Background: Gene transfer studies in primary T cells have suffered from the limitations of conventional viral transduction or transfection techniques. Replication-defective adenoviral vectors are an attractive alternative for gene delivery. However, naive lymphocytes are not readily susceptible to infection with adenoviruses due to insufficient expression of the coxsackie/adenovirus receptor.
Results: To render T cells susceptible to adenoviral gene transfer, we have developed three new murine transgenic lines in which expression of the human coxsackie/adenovirus receptor (hCAR) with a truncated cytoplasmic domain (hCAR(Delta)cyt) is limited to thymocytes and lymphocytes under direction of a human CD2 mini-gene. hCAR(Delta)cyt.CD2 transgenic mice were crossed with DO11.10 T cell receptor transgenic mice (DO11.hCAR(Delta)cyt) to allow developmental studies in a defined, clonal T cell population. Expression of hCAR(Delta)cyt enabled adenoviral transduction of resting primary CD4+ T cells, differentiated effector T cells and thymocytes from DO11.hCAR(Delta)cyt with high efficiency.
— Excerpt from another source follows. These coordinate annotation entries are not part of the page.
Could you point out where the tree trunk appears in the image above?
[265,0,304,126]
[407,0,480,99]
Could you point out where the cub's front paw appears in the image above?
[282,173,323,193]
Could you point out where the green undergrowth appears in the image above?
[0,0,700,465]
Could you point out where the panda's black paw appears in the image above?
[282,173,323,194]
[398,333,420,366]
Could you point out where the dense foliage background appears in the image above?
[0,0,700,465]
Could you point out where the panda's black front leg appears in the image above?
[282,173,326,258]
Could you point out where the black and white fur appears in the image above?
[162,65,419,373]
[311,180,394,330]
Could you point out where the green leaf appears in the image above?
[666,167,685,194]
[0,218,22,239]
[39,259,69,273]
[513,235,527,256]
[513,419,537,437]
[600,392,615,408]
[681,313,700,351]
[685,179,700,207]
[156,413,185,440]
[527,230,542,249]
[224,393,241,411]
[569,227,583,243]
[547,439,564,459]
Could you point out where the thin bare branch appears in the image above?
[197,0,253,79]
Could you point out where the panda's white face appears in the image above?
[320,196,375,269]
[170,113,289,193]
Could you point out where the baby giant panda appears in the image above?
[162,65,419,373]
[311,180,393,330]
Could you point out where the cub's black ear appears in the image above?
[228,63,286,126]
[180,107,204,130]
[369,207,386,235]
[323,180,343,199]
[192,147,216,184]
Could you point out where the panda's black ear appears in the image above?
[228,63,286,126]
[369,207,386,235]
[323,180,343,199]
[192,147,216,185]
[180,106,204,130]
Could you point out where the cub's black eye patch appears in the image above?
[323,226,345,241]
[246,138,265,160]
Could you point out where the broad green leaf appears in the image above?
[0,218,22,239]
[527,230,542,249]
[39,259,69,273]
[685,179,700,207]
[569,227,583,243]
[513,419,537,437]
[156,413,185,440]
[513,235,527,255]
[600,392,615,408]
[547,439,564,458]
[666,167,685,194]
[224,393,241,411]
Expression of hCAR(Delta)cyt transgene did not perturb T cell development in these mice and adenoviral transduction of DO11.hCAR(Delta)cyt T cells did not alter their activation status, functional responses or differentiative potential. Adoptive transfer of the transduced T cells into normal recipients did not modify their physiologic localization.
Conclusion: The DO11.hCAR(Delta)cyt transgenic model thus allows efficient gene transfer in primary T cell populations and will be valuable for novel studies of T cell activation and differentiation.